Todo en Manuel Caballero, hechizado y dominador, se levantaba sobre la cultura mexicana que le ha dado esa profundísima sugestión indecible, en la cual nada atraía, ni absorbía tan imperativa y, al mismo tiempo, tan dulcemente como sus contrastes; el miedo de la muerte y lo imprevisto de su lidiar a los toros desde el momento de abrir el capote, el secreto de su encantamiento y la escueta y concentrada elegancia de su movimiento frente al toro.

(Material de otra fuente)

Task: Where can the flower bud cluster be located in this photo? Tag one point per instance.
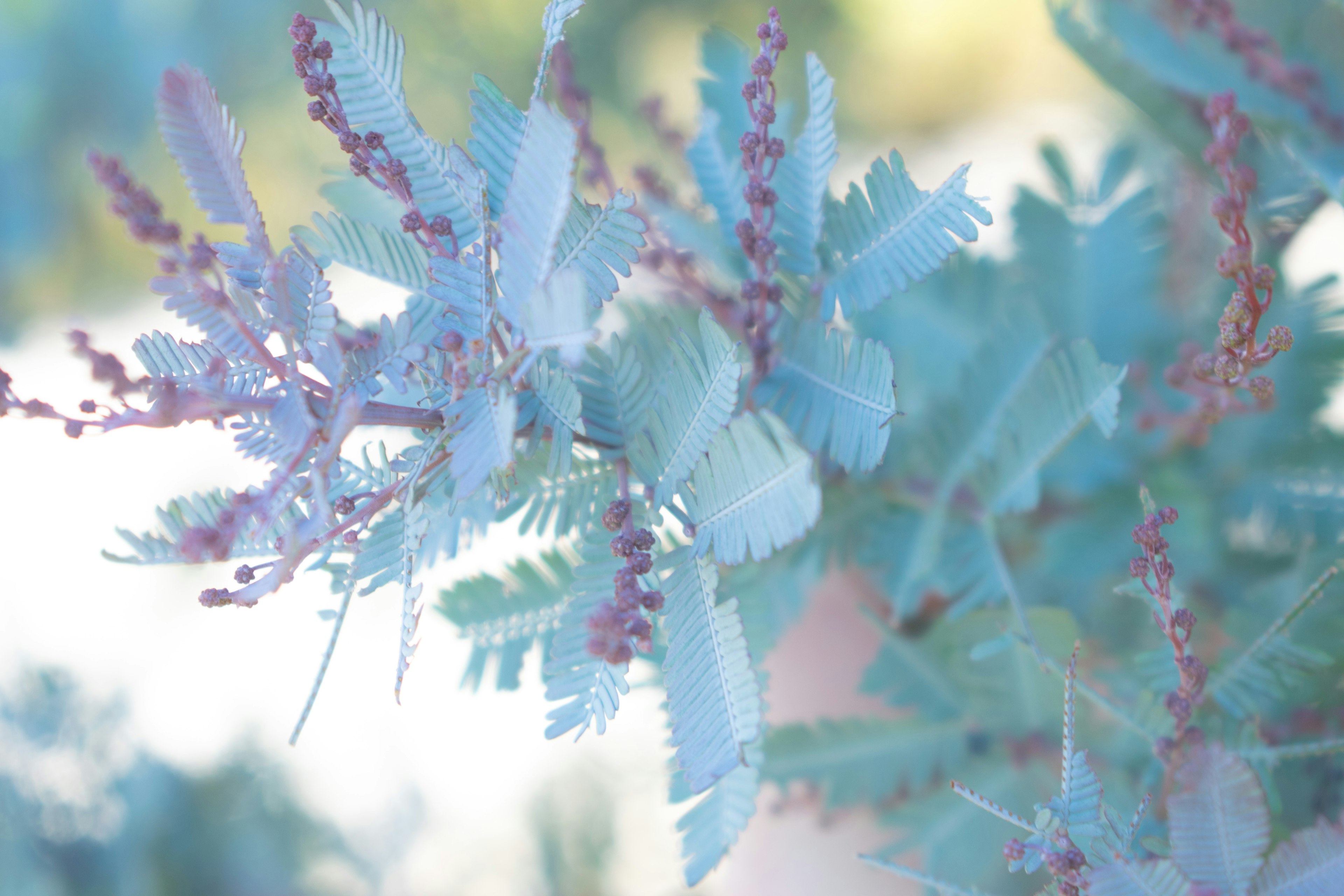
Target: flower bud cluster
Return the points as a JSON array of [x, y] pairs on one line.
[[464, 362], [134, 203], [761, 155], [1214, 378], [619, 628], [1264, 59], [1178, 625]]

Peregrinando en la extraña fiebre de los ruedos mexicanos, penetró en su luz velada, de sombras transparentes y fluídas que recogen gravemente el espíritu y lo disponen al condensado y hondo goce del sentir espiritual. Todo reflejaba en Manuel una palpitación ardorosa y exquisita. Todo representaba un ansia viva y angustiosa de belleza, evocadora de un arte sobrio, ensueño esplendoroso del amor trágico -sin filosofía, ni psicología-, la poesía desgarradora que lo agita y le permite crear toda esa hechicería fulgurante.

Cada verónica, media verónica, chicuelinas y pases naturales tenían en Caballero aroma distinto -al de un Zotoluco que desperdició a un bravísimo toro- y despertaba infinitas sucesiones de imágenes y producía perturbadoras embriagueces, e indecibles vértigos de sensualidad. Manuel de Albacete fue el torero de los aromas que nos transportaba al espacio siempre fresco de la sexualidad inalcanzable y rodeó a la muerte sin principio, ni final, al salir a torear con un público desgarrado por los sucesos de la UNAM.

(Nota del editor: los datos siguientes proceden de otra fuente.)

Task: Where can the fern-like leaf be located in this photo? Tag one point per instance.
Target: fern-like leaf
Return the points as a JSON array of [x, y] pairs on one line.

Manuel toreaba y no le importaba la muerte; más allá del yo, de las reglas, lo bien hecho, lo perfecto. Toreaba con la piel color pálida, próxima a volverse polvo y esa tristeza seca, honda, como su toreo, ante una raza que está al margen, en los márgenes, amargura y desesperada desolación y que parece agonizar y resucitar. šAl salir de la plaza, lo vi paseado en hombros, pero yo tenía y tengo la mente la UNAM!